If you’re like me, you’re secretly LOVING quarantine. Like a lot of highly sensitive people, I get overwhelmed in crowds, emotionally exhausted at networking events, and come down with a case of decision fatigue when I have too many options for how to spend my time.
Having no choice but to stay home unless it’s absolutely necessary has been fantastic for my creativity, productivity and business development. Over time, I’ve made a number of adaptations to my home office setup which help me manage my mood, energy levels and ability to focus.
Highly sensitive people soak up the emotions of those around us, and if our family members are stressed, so are we. And the daily bulletin of pandemic chaos has many of us reaching for the alcohol, carbohydrates and Netflix binges.
But such things as the amount of natural light we are exposed to, the air quality, ambient noise, textures, visual clutter and smells can help us manage our stress. Taking some time to align our workspaces can have a big payoff in terms of our mental and emotional resilience.
You don’t have to remodel your home, fire your family, or spend a ton of money you don’t have on office furniture in order to radically improve your working and living space in a short time. Most of what you need is already available; it’s just a question of fitting the puzzle pieces together.
When half our days are taken up with Zoom meetings, conference calls, note-taking and brainstorming, there’s no reason to stay in the same place all day. Our circadian rhythms attune to natural light, and when we don’t get enough of it, we can become depressed, fatigued and be unable to sleep at night.
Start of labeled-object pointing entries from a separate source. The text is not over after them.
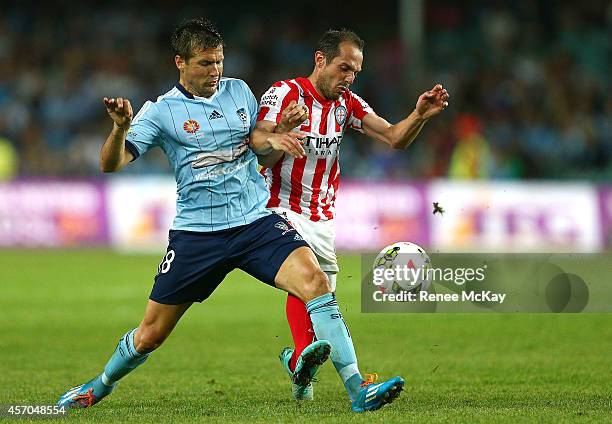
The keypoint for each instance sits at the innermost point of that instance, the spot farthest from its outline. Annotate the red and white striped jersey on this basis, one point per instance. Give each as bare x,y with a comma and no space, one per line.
308,186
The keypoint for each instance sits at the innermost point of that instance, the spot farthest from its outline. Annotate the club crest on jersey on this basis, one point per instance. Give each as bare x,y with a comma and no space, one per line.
340,115
191,126
242,115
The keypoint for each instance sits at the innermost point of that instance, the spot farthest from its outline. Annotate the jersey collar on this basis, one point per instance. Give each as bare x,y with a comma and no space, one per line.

So analyze which parts of your home get the most light at various times of day, and set up mini-offices to take advantage of the best rays. I created a comfy corner by an east window for morning Zoom meetings, set up my main desk by a shaded window, and have a perch in the west-facing kitchen to soak up late afternoon sun.
The great thing about working from home is that we get total control over the aesthetics of our space. The tough thing about it is the potential for DISTRACTION. Even more than most people, the sight of piles of unpaid bills, half-finished projects, kids’ toys, dirty dishes, bags of recycling, and overloaded bookshelves can drain our energy.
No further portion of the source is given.